The Australian Broadcast Corporation (ABC) has called upon the Federal Government to allow for its web content to be delivered to all Australians without the downloads being counted in broadband bills.

In a submission to the Federal Government on National Broadband Network (NBN) legislative policy, the ABC's managing director, Mark Scott, said that "publicly-funded content and services carried over the NBN, including those of the ABC, should be available free to the Australian people".
The NBN company should be "legislatively obliged to devise an effective mechanism for implementing it," he said.
The ABC hosts many bandwidth-intensive applications such as iView, its catch-up television service.
iView allows for video and audio downloads of shows the ABC airs on television.
Currently, only a select few service providers - such as iiNet and Internode - allow access to the content for free.
Scott described how the government would be able to deliver the ABC's content freely.

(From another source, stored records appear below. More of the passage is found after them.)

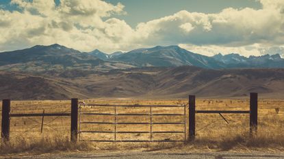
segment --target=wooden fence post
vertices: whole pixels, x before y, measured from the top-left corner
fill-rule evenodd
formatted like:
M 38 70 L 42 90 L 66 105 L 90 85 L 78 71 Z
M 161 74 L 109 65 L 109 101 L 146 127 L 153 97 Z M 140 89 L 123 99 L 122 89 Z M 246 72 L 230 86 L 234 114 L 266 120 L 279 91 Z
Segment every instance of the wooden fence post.
M 194 141 L 195 138 L 195 96 L 189 96 L 189 110 L 190 110 L 190 117 L 189 117 L 189 139 Z
M 71 141 L 77 142 L 78 136 L 78 98 L 71 99 Z
M 250 134 L 257 131 L 257 93 L 250 93 Z
M 10 140 L 10 110 L 11 101 L 9 99 L 2 100 L 2 124 L 1 138 L 2 141 Z

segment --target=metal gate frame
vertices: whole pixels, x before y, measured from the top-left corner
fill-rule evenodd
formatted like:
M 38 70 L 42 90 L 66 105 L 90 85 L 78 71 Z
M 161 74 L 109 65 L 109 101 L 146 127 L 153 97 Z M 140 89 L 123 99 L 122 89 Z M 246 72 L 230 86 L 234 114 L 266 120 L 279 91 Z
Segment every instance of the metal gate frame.
M 92 113 L 81 112 L 81 108 L 83 106 L 105 106 L 113 107 L 114 113 Z M 149 113 L 117 113 L 117 107 L 149 107 Z M 183 108 L 183 113 L 152 113 L 153 107 L 161 108 L 173 108 L 182 107 Z M 185 115 L 186 105 L 111 105 L 111 104 L 80 104 L 79 106 L 79 141 L 94 141 L 94 142 L 185 142 L 186 141 L 186 115 Z M 99 122 L 99 121 L 82 121 L 81 116 L 86 115 L 105 115 L 114 116 L 114 122 Z M 150 122 L 117 122 L 118 116 L 146 116 L 149 117 Z M 155 116 L 183 116 L 183 122 L 153 122 L 153 117 Z M 81 130 L 81 124 L 111 124 L 114 125 L 113 131 L 86 131 Z M 117 125 L 149 125 L 150 131 L 117 131 Z M 155 125 L 183 125 L 183 131 L 153 131 L 153 127 Z M 113 140 L 81 140 L 81 133 L 110 133 L 114 134 Z M 117 134 L 149 134 L 150 140 L 117 140 Z M 183 140 L 153 140 L 153 134 L 183 134 Z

"One possible mechanism of this kind might be for the NBN company to construct a list of Internet Protocol (IP) addresses for Government Departments ... and other similar agencies and deliver content from those addresses at no cost to Internet Service Providers (ISPs) accessing the NBN," he said.
"As such carriage of public content would represent a cost saving to ISPs, they would in turn be contractually or legislatively obliged to pass that saving on to end-users of broadband services, including not counting content of this type when calculating end-users' data allowance or caps."